Tesseva, scioglieva e tesseva senza sapere
che proprio in quel momento Ulisse era
sulla lunga tortuosa via del ritorno.

(da The Narrow Place di Edwin Muir, traduzione di Abele Longo)

*

The Return of Odysseus

 

The doors flapped open in Odysseus’ house,

The lolling latches gave to every hand,

Let traitor, babbler, tout and bargainer in.

The rooms and passages resounded

With ease and chaos of a public market,

The walls mere walls to lean on as you talked,

Spat on the floor, surveyed some newcomer

With an absent eye. There you could be yourself.

Dust in the nooks, weeds nodding in the yard,

The thick walls crumbling. Even the cattle came

About the doors with mild familiar stare

As if this were their place.

All round the island stretched the clean blue sea.

 

Sole at the house’s heart Penelope

Sat at her chosen task, endless undoing

Of endless doing, endless weaving, unweaving,

In the clean chamber. Still her loom rand empty

Day after day. She thought: “Here I do nothing

Or less than nothing, making an emptiness

Amid disorder, weaving, unweaving the lie

The day demands. Odysseus, this is duty,

To do and undo, to keep a vacant gate

Where order and right and hope and peace can enter.

Oh will you ever return? Or are you dead,

And this wrought emptiness my ultimate emptiness?”

 

She wove and unwove and wove and did not know

That even then Odysseus on the long

And winding road of the world was on his way.

 

**

Edwin Muir (1887-1959), poeta di origine scozzese, ritenuto tra i più grandi  da Eliot.

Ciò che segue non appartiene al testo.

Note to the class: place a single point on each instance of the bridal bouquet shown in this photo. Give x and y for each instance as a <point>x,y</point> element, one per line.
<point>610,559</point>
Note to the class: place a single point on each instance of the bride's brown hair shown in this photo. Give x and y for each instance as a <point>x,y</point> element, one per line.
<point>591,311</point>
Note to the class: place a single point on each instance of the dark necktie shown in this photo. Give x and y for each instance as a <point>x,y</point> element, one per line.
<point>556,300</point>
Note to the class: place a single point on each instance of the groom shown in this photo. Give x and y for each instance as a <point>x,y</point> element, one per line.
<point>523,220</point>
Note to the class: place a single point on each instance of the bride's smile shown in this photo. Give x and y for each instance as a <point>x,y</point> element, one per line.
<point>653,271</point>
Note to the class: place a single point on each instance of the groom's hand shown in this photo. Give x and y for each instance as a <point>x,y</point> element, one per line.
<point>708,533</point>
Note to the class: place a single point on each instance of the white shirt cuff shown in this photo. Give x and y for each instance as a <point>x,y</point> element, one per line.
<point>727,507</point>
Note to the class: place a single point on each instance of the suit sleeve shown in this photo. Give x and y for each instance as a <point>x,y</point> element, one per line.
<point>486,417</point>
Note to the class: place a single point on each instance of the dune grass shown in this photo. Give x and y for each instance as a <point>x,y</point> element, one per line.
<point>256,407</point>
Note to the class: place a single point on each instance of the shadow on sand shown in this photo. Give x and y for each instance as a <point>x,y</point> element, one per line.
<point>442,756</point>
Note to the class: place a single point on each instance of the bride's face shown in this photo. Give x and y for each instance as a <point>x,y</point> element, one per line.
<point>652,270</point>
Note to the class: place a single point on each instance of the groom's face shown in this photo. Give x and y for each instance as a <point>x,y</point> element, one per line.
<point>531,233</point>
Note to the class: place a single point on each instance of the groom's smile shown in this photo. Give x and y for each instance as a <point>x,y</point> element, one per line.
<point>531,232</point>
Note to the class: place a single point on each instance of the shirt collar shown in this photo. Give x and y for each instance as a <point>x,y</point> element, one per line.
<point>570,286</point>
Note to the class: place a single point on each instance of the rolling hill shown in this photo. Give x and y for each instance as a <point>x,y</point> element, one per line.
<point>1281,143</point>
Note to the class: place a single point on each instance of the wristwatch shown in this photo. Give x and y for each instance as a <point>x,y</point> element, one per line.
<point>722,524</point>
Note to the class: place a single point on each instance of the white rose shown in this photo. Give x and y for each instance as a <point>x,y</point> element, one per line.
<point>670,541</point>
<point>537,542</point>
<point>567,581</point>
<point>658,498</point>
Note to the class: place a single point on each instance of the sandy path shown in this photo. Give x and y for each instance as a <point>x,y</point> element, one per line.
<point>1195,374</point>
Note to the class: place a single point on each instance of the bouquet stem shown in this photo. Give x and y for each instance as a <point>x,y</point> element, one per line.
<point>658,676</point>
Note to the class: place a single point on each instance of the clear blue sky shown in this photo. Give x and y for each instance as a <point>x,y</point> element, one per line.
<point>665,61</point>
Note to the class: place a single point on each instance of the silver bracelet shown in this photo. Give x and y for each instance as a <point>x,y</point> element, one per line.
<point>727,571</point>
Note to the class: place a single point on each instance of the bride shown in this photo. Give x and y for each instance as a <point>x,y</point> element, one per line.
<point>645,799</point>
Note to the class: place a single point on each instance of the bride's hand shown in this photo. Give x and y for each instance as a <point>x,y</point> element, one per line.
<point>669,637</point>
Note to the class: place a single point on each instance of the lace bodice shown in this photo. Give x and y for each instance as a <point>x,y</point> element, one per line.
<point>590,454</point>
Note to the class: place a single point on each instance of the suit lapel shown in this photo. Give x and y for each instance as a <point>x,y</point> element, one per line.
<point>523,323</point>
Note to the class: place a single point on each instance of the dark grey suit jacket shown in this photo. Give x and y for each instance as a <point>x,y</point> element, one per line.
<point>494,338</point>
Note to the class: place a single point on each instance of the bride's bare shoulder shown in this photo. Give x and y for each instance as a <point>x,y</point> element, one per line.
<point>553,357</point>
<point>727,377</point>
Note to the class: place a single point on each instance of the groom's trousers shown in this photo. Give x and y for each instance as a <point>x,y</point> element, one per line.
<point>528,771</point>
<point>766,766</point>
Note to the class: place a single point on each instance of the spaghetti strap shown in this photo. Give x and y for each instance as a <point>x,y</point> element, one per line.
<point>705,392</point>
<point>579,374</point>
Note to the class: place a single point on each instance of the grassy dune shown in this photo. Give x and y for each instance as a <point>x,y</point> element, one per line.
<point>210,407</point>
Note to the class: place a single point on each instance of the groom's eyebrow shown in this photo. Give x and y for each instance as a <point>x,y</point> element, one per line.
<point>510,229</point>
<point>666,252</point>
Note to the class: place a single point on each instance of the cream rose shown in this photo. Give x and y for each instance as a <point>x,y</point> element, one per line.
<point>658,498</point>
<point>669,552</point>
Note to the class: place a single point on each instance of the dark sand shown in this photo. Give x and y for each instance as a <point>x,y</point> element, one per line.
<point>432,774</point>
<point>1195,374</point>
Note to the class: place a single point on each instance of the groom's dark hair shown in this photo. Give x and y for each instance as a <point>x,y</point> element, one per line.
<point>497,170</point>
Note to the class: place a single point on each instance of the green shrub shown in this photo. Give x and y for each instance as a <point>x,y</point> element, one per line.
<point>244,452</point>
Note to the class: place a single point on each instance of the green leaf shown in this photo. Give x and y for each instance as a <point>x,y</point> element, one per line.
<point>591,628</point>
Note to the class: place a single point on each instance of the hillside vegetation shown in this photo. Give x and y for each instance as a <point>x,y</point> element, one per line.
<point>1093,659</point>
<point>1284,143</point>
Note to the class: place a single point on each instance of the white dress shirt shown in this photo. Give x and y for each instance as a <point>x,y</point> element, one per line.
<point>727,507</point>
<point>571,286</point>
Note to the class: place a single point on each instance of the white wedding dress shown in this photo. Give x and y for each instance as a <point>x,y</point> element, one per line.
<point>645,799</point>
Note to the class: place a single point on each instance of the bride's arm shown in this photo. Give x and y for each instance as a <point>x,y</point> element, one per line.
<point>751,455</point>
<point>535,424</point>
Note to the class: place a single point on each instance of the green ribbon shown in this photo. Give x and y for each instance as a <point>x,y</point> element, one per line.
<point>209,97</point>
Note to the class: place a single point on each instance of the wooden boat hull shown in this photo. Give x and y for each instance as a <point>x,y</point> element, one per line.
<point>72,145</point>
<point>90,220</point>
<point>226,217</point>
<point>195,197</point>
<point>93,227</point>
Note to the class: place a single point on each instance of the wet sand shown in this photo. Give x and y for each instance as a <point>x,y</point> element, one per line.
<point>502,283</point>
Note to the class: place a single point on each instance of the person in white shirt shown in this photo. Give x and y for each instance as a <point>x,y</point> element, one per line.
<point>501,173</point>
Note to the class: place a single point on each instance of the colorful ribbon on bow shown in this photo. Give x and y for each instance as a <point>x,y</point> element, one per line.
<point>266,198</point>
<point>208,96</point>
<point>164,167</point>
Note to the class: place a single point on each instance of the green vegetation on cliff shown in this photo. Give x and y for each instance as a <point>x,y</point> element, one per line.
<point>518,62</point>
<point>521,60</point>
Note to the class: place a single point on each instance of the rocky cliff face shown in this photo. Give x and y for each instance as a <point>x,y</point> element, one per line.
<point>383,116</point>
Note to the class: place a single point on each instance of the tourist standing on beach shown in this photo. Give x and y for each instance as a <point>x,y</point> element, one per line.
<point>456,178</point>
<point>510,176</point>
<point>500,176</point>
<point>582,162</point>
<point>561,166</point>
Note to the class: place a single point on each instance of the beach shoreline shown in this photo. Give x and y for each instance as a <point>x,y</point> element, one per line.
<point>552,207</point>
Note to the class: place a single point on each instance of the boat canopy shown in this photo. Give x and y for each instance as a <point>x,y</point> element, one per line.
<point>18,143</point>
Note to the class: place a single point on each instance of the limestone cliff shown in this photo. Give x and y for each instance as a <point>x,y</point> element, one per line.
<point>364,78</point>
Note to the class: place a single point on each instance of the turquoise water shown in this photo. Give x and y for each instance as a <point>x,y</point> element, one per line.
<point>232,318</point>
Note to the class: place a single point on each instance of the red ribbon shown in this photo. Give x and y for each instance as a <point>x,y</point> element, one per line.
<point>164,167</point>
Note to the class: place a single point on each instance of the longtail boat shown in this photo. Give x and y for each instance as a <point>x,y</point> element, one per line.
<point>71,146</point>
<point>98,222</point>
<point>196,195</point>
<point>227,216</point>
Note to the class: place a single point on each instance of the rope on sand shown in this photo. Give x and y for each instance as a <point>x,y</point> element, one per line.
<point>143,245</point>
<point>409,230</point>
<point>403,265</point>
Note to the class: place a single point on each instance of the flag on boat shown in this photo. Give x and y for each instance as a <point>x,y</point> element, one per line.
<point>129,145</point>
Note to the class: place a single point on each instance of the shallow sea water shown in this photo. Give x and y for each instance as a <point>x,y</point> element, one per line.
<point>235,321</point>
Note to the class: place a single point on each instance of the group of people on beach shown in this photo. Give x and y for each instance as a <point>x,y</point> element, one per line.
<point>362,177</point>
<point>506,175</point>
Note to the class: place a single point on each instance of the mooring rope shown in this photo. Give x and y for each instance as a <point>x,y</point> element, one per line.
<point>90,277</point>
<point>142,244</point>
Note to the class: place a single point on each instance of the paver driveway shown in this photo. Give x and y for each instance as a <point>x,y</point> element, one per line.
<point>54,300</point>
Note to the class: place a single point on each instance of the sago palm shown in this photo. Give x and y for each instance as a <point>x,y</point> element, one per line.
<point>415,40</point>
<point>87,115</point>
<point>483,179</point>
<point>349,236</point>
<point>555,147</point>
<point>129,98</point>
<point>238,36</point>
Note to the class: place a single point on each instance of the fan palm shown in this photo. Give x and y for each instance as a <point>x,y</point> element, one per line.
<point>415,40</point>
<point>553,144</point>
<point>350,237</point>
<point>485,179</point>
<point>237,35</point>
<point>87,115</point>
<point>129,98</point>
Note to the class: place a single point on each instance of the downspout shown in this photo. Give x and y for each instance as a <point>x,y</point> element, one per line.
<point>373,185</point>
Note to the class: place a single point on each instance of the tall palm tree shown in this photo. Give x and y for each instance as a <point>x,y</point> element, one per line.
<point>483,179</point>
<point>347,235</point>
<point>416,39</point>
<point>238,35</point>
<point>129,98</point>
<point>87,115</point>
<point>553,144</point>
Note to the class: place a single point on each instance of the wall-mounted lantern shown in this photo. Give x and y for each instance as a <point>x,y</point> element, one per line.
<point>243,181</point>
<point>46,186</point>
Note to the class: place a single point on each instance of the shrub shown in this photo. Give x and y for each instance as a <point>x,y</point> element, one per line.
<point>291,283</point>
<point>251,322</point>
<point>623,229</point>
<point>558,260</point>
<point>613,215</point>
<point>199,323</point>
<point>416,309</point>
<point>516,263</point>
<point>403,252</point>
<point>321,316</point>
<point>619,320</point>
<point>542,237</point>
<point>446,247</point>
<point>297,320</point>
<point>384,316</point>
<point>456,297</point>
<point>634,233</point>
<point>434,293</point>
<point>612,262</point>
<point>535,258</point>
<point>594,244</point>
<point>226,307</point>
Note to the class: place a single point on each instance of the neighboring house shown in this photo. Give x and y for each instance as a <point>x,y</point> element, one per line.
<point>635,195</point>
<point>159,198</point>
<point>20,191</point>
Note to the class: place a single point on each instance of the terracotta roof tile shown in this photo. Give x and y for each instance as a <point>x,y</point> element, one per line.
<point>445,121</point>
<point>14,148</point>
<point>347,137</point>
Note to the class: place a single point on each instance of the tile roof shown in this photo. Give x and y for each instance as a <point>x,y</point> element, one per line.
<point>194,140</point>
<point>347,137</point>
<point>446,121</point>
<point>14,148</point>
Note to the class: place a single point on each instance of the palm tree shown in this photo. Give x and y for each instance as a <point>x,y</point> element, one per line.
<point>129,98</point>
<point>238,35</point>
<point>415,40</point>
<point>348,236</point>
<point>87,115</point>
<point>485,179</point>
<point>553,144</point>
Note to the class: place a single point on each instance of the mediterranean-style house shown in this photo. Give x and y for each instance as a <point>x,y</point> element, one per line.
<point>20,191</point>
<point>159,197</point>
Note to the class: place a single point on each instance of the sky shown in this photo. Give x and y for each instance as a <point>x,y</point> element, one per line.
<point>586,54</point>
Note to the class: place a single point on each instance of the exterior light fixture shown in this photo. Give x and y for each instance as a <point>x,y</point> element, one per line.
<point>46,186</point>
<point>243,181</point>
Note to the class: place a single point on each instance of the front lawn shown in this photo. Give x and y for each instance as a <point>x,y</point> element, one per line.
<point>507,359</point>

Traduttore di letteratura ceca e tedesca insieme alla moglie Willa. La sua poesia si ispira ai miti della tradizione classica e si interroga sul tempo, la storia, il destino degli esseri umani. Muir sosteneva che è possibile comprendere la realtà solo in quanto mito e attraverso i sogni. Come in altre poesie della sua raccolta più famosa, “Labyrinth” (1949), “the Return of Odysseus” guarda al confine labile che da sempre  avvicina il bene al male. Si trova anche qui la metafora ricorrente del viaggio. Nonostante il titolo, tuttavia, protagonista di questi versi è soprattutto Penelope. Oltre ai diversi significati a cui rimanda il contrasto tra l’ordine che Penelope cerca e custodisce nel cuore della casa e il disordine circostante, possiamo trovare l’analogia tra il laborioso tessere di Penelope e quello del poeta, nella sua incessante ricerca di senso.

A.L.


6 risposte a "Edwin Muir: Il ritorno di Ulisse (trad. Abele Longo)"

  1. “Il ritorno di Ulisse” è anche il “ritorno di Neobar”! Grazie Abele per questa traduzione e per la riapertura del blog: la nostra isola virtuale circondata dal mare della Poesia!